Connect to your IoT Edge device

The next several sections configure the Azure virtual machine we created. The first step is to connect to the virtual machine.

  1. Open a command prompt and paste the SSH connection string you copied from the script output. Enter your own information for username, suffix, and region according to the values you supplied to the PowerShell script in the previous section.

    ssh -l <username> iotedge-<suffix>.<region>.cloudapp.azure.com
  2. When prompted to validate the authenticity of the host, type yes and select Enter.

  3. When prompted, provide your password.

  4. Ubuntu displays a welcome message and then you should see a prompt like <username>@<machinename>:~$.

Download Key Vault certificates

Earlier in this article, we uploaded certificates to Key Vault to make them available for our IoT Edge device and our leaf device.
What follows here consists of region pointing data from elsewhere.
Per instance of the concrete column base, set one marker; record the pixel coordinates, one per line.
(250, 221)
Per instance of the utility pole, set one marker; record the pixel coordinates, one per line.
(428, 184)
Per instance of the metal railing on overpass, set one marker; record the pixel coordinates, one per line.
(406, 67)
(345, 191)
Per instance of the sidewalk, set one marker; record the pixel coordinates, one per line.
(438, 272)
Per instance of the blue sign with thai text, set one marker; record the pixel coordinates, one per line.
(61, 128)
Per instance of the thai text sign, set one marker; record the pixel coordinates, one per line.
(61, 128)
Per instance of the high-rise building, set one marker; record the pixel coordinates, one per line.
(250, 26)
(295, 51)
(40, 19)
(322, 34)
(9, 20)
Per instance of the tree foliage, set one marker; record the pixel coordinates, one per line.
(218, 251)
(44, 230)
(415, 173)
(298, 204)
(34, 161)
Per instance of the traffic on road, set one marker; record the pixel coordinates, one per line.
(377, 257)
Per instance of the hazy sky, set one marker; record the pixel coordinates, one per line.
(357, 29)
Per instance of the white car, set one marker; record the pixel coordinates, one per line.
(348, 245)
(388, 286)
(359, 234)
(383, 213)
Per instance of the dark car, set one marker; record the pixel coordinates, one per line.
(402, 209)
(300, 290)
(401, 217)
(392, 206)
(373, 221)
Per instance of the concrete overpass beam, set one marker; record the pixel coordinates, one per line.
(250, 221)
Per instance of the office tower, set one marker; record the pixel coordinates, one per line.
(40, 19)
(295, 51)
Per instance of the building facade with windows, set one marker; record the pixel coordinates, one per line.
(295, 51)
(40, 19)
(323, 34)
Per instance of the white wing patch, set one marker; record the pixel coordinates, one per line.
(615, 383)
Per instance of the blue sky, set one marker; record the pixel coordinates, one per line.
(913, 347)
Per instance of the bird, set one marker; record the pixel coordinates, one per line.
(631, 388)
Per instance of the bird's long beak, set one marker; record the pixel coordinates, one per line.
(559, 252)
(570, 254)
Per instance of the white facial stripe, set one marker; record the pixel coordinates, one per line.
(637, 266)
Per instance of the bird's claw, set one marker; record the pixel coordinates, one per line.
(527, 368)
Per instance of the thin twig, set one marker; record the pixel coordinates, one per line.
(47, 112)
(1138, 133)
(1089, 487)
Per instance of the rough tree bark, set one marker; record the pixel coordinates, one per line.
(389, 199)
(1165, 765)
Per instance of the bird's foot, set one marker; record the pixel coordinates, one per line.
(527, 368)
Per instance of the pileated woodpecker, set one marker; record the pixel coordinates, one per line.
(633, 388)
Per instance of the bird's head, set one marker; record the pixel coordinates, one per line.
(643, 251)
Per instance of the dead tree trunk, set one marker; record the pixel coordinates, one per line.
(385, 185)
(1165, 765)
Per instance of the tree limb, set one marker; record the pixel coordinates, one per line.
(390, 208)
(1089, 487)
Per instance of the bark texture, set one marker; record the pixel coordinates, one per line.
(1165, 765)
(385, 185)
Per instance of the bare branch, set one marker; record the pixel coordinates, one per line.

The leaf device is a downstream device that uses the IoT Edge device as a gateway to communicate with IoT Hub.

We will deal with the leaf device later in the tutorial. In this section, download the certificates to the IoT Edge device.

  1. From the SSH session on the Linux virtual machine, sign in to Azure with the Azure CLI.

    az login
  2. You will be prompted to open a browser to https://microsoft.com/devicelogin and provide a unique code. You can perform these steps on your local machine. Close the browser window when you're done authenticating.

  3. When you successfully authenticate, the Linux VM will sign in and list your Azure subscriptions.

  4. Set the Azure subscription that you want to use for Azure CLI commands.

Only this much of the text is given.